The report, “Silicon Valley Bike Vision,” documents the existing physical environment for bicyclists in Silicon Valley, identifies reasons more people don’t bike, outlines the need for investing in bicycling facilities, and offers next steps for creating a safe, continuous and connected bikeway network to make bicycling a compelling transportation alternative.
While Silicon Valley offers ideal biking conditions – a mild, year-round climate and a relatively flat topography – the region currently has insufficient, poorly-designed and often unsafe bike networks and is hampered by jurisdictional boundaries and local government policies, according to the study.
The report was produced in partnership with Nelson\Nygaard Consulting Associates, Inc. and with financial support from Google, Facebook and Stanford University.
“Silicon Valley can become the same kind of national leader in bicycling that you see in some European capitals,” said Russell Hancock, CEO of Joint Venture. “To achieve that goal, we must take an innovative and collaborative approach to funding, designing and building connected bikeways.”
“More and more people are realizing the importance of the bicycle in solving many of our community’s health and environmental problems,” said Shiloh Ballard, Executive Director of the Silicon Valley Bicycle Coalition. “Now we are grateful to have financial support for real data collection to better inform how to get more people riding for everyday use.

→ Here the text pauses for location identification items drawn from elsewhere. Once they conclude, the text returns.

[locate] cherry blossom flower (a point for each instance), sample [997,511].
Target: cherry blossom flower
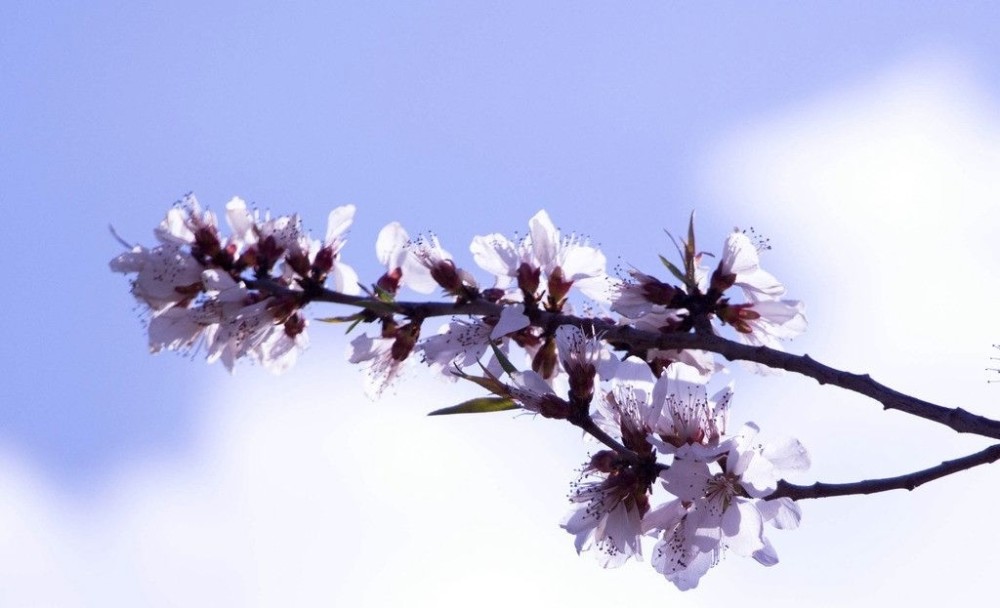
[740,266]
[683,417]
[611,499]
[165,275]
[384,356]
[464,343]
[718,512]
[563,261]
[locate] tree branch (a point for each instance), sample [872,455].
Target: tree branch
[956,419]
[909,481]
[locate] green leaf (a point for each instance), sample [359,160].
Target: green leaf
[676,272]
[505,363]
[478,406]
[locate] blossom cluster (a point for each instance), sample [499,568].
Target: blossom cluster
[664,442]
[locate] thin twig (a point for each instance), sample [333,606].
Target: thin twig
[909,481]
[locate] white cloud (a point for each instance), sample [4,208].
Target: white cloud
[883,202]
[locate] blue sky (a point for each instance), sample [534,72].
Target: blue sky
[862,140]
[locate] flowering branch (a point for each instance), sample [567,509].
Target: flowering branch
[910,481]
[637,382]
[637,340]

“Last year, Get Healthy San Mateo and Santa Clara County Public Health both released reports with bike collision data and San Jose did the same with its Vision Zero report, she added. “Our new report adds another important tool by using real data to benchmark progress and identify how to create bike friendly communities and safe streets for all."
Creating a connected, stress-free network of bike lanes is a key part of Google's vision for the future of transportation,” said Google’s transportation planning program manager Jeral Poskey. “This report helps identify the challenges to building out that network and the elements of city planning and policy that lead to a bike friendly community.”
The 40-page study details the health, environmental, economic, safety and social equity benefits of bicycling with extensive data for each category, and highlights visionary programs in such cities as Davis, Eugene, Boulder, Minneapolis and Salt Lake City.
It further presents the current state of biking in Silicon Valley – where bikeways are located, who bikes to work, how bike commuting has changed, and bike safety improvements.
Finally, the report shows the existing gaps and network barriers and how to design better freeway, railway and arterial crossings and bike path connections in the future.
Some work has already begun. Redwood City, Menlo Park, Palo Alto and Stanford University have formed a new alliance to tackle transportation issues collectively. The Managers Mobility Partnership, convened by Joint Venture, has made bike infrastructure a top priority and is working to create a continuous, high-quality, north-south bicycle corridor traversing their cities.